NOT FOR PUBLICATION FILED
UNITED STATES COURT OF APPEALS OCT 9 2020
MOLLY C. DWYER, CLERK
U.S. COURT OF APPEALS
FOR THE NINTH CIRCUIT
TOMAS MARKUSSEN, No. 19-72231
Petitioner, Agency No. A215-674-748
v.
MEMORANDUM*
WILLIAM P. BARR, Attorney General,
Respondent.
On Petition for Review of an Order of the
Board of Immigration Appeals
Submitted October 7, 2020**
Pasadena, California
Before: KLEINFELD, HURWITZ, and BRESS, Circuit Judges.

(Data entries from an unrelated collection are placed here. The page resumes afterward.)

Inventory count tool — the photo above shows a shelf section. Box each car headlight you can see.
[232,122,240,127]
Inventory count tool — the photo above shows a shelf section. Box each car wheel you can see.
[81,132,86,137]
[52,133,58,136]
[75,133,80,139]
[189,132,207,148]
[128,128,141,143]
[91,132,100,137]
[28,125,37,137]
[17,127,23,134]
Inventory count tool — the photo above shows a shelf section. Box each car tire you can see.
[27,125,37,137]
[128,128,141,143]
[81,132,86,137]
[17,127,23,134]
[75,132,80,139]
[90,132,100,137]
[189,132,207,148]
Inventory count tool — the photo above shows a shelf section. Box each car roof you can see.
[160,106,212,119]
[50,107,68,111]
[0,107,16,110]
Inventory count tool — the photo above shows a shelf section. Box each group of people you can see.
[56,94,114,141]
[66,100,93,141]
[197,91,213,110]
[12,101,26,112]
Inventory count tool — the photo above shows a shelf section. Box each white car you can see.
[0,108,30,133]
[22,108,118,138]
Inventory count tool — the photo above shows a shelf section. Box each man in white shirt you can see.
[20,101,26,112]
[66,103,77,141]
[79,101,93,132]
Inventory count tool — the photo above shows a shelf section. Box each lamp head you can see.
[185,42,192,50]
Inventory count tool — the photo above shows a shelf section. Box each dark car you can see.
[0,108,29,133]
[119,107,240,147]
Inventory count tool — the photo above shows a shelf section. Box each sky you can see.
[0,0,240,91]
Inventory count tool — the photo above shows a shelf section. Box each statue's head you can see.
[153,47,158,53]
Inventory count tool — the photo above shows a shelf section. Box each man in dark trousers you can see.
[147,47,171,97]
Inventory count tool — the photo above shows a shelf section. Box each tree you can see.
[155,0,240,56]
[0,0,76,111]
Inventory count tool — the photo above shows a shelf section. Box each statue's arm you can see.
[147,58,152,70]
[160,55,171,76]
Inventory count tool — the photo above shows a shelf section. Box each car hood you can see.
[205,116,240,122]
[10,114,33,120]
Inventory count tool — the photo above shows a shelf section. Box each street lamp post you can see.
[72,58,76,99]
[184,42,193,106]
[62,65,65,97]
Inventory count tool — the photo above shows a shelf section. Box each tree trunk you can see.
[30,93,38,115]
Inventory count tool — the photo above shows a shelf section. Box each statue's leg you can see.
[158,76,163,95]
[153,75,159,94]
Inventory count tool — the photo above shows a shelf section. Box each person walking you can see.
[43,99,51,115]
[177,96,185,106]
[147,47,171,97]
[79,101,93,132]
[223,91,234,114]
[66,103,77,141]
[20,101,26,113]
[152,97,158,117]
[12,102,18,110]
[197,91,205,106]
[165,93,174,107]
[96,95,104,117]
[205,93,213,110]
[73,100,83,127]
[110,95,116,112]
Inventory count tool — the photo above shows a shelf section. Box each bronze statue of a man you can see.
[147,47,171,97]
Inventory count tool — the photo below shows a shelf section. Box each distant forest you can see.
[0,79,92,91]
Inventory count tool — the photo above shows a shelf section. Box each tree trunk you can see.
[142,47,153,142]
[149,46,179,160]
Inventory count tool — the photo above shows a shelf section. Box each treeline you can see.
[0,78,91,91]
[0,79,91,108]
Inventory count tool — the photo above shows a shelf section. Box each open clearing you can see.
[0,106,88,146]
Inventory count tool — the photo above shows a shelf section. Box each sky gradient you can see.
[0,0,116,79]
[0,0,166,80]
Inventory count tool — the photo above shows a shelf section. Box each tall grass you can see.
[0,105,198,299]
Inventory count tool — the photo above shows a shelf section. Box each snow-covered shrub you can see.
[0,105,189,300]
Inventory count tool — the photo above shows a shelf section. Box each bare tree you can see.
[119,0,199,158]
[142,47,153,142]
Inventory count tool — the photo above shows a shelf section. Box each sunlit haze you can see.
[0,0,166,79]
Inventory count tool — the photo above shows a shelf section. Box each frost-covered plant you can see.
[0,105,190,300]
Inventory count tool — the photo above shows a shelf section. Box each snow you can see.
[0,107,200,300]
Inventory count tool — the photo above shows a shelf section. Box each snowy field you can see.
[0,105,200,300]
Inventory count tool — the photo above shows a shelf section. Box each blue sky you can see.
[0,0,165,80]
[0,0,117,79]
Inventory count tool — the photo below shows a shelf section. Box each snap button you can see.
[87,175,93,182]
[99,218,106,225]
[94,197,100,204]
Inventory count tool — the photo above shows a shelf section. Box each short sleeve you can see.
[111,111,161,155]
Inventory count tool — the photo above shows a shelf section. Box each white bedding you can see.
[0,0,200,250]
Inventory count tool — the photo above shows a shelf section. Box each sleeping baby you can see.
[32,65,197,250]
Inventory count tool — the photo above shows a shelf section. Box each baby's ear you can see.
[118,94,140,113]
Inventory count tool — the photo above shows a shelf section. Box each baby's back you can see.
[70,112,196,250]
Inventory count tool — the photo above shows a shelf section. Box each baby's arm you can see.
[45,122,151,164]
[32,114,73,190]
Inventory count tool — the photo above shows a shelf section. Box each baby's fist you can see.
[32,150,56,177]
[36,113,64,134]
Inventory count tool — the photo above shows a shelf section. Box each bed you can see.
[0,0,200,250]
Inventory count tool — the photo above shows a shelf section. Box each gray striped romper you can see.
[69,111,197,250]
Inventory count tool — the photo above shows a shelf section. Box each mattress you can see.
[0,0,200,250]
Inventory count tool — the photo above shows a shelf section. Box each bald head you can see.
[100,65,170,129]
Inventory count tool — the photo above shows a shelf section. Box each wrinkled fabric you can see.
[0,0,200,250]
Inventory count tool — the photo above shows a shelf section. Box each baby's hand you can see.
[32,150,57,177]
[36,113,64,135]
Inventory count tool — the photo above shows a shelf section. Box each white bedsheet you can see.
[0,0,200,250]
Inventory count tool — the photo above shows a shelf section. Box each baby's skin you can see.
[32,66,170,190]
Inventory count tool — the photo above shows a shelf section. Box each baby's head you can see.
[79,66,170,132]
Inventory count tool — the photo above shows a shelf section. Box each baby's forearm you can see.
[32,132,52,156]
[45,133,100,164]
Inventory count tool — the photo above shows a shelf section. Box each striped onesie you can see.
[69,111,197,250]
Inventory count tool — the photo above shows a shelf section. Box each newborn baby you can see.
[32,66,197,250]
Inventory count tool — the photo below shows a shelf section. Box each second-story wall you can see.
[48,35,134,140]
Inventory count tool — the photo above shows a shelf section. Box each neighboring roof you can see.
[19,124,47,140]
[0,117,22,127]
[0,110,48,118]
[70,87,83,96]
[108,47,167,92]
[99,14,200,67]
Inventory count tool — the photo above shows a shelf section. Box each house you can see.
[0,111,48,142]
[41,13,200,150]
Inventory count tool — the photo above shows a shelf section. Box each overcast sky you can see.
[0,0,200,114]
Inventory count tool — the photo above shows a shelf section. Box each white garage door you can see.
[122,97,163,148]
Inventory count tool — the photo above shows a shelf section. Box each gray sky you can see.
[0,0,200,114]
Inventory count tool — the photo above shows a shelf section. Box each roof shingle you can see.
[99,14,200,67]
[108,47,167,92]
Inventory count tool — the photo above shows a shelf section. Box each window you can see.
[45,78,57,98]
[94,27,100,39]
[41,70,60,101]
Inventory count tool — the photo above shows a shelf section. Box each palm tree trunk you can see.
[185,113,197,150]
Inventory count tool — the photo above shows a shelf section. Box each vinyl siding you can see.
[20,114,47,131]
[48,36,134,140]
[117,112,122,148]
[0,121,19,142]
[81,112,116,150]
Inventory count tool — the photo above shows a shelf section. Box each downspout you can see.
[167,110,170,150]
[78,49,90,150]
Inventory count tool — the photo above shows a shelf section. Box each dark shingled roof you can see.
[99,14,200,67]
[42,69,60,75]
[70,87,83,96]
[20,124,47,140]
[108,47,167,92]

Tomas Markussen, a citizen of Norway, petitions for review of a Board of
Immigration Appeals (“BIA”) decision dismissing his appeal of an Immigration
Judge (“IJ”) order denying withholding of removal and protection under the
Convention Against Torture (“CAT”). We review the denial of Markussen’s claims
*
This disposition is not appropriate for publication and is not precedent
except as provided by Ninth Circuit Rule 36-3.
**
The panel unanimously concludes this case is suitable for decision
without oral argument. See Fed. R. App. P. 34(a)(2).
for substantial evidence. Yali Wang v. Sessions, 861 F.3d 1003, 1007 (9th Cir. 2017).
Under this standard, factual findings “are conclusive unless any reasonable
adjudicator would be compelled to conclude to the contrary.” Id. (quoting 8 U.S.C.
§ 1252(b)(4)(B)). We have jurisdiction under 8 U.S.C. § 1252 and deny the petition.
1. Substantial evidence supports the denial of withholding of removal.
Markussen bore the burden of establishing past persecution or a well-founded fear
of future persecution, Tamang v. Holder, 598 F.3d 1083, 1091 (9th Cir. 2010), “at
the hands of the [Norwegian] government or forces that the [Norwegian]
government was unable or unwilling to control,” Truong v. Holder, 613 F.3d 938,
942 (9th Cir. 2010) (per curiam). The Norwegian government did not participate in
the gang violence perpetrated against Markussen, and the IJ identified several
examples of the Norwegian police successfully combating gang violence. The
record does not compel the conclusion that the Norwegian government is complicit
in or indifferent to gang violence. After Markussen reported the incidents to the
police, they promised to investigate. “[W]e are reluctant to infer government
complicity or indifference from the mere fact that . . . police were unable to locate
[Markussen’s] unknown assailants.” Truong, 613 F.3d at 941.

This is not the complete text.